Sal - Compreendo porque te sentes vaidosa, mas não me disseste o que fazes; em que trabalhas? Sou escritora. Escrevo livros em prosa e poesia e tenho muito sucesso entre os pimentoides da galáxia dos espirros. O meu psedónimo é Piper Nigrum. É originário do Latim, da palavra pigmentum que significa pigmento, da família do verbo pingere, que significa “pintar”. A palavra pigmentum era utilizada para definir componentes ou substâncias com propriedades corantes. Sal - Curioso! Mas afinal, em que trabalhas? Pimentinha - No início, usava os corantes; era pintora. O meu lema era “Pinto, logo Existo”, depois, sobreveio a paixão pela escrita e, a partir daí , “Escrevo, logo Existo”! Sal- Eu condimento aquilo que tu apimentas. Agora entendo porque nos puseram lado a lado. Damos sabor à vida!

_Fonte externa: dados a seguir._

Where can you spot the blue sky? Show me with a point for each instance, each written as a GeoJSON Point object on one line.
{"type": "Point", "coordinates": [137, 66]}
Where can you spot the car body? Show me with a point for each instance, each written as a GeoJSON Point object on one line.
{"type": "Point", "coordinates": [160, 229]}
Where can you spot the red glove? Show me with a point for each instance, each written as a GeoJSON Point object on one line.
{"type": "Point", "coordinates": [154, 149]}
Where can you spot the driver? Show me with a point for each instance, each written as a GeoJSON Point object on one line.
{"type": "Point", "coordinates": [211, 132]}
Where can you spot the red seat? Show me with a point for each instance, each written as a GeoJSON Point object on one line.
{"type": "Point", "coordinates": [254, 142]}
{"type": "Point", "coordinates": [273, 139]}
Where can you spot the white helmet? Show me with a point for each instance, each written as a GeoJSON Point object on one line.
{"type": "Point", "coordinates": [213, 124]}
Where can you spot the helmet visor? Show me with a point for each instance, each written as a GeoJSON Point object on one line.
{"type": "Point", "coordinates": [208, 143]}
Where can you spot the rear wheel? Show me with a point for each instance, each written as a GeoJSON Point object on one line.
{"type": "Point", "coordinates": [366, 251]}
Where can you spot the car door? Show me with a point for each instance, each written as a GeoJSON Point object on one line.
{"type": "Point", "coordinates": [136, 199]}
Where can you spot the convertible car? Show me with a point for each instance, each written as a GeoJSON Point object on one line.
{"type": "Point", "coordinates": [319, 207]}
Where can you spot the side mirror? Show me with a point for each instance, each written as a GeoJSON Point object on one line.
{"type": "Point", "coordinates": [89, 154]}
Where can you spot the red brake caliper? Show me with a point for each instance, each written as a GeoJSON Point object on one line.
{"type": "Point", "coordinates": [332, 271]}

Então, ele baixou a cabeça, tirou do bolso uma caixinha ínfima de onde saiu um anel de cristais de sal, incrustado com dois magníficos íons, hidrófanos, translúcidos, como tudo era naquele reino diáfano de fantasia e, timidamente, perguntou-me: Sal - Pimentinha, queres ser a minha Pimenta do Reino? A minha Pimenta do Vale? Aceitas apimentar o meu cloreto de sódio, fluoretado e iodado, oriundo das mais cristalinas salinas, puro, sem ter sido refinado? Pimentinha - Meu Sal Marinho, não refinado, meu querido Cloreto de Sódio Iodado, adoro a tua alcalinidade e tudo o que nela há, pois os teus sais neutros não alteram o meu pH. Adoro todos os ácidos em ti: dos acetatos, o acético; dos carbonatos o carbónico; dos cloretos, o clorídrico; dos cianetos, o cianídrico; dos sulfetos, o sulfídrico; dos nitratos o nítrico; dos nitritos o nitroso; dos fosfatos, o fosfórico; dos sulfatos, o sulfúrico e dos citratos, o cítrico.

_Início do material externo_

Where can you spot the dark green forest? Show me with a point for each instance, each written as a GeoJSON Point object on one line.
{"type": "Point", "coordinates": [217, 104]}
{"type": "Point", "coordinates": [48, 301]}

Sal- Quer, então, dizer que aceitas apimentar a minha vida; dar calor ao meu gótico reino gélido? Aceitas ser a minha Pimenta do Reino, Minha Flor de Sal? Outra lágrima correu-me, rosto abaixo. Belisquei-me, para ver se era verdade. O amor que, debalde, procurara estava ali, ao meu lado, onde sempre estivera. Às vezes precisamos de olhar com olhos de pensar, para descobrir a felicidade que não queremos ver. Esta lágrima foi um paraíso que me levou a descobrir este outro, onde agora vivo. Sal - Brindemos com um chá de menta. Pimentinha - E duas pedrinhas de sal. Agora, sim, sou feliz e escrevo “Paraísos de Cristais de Sal”.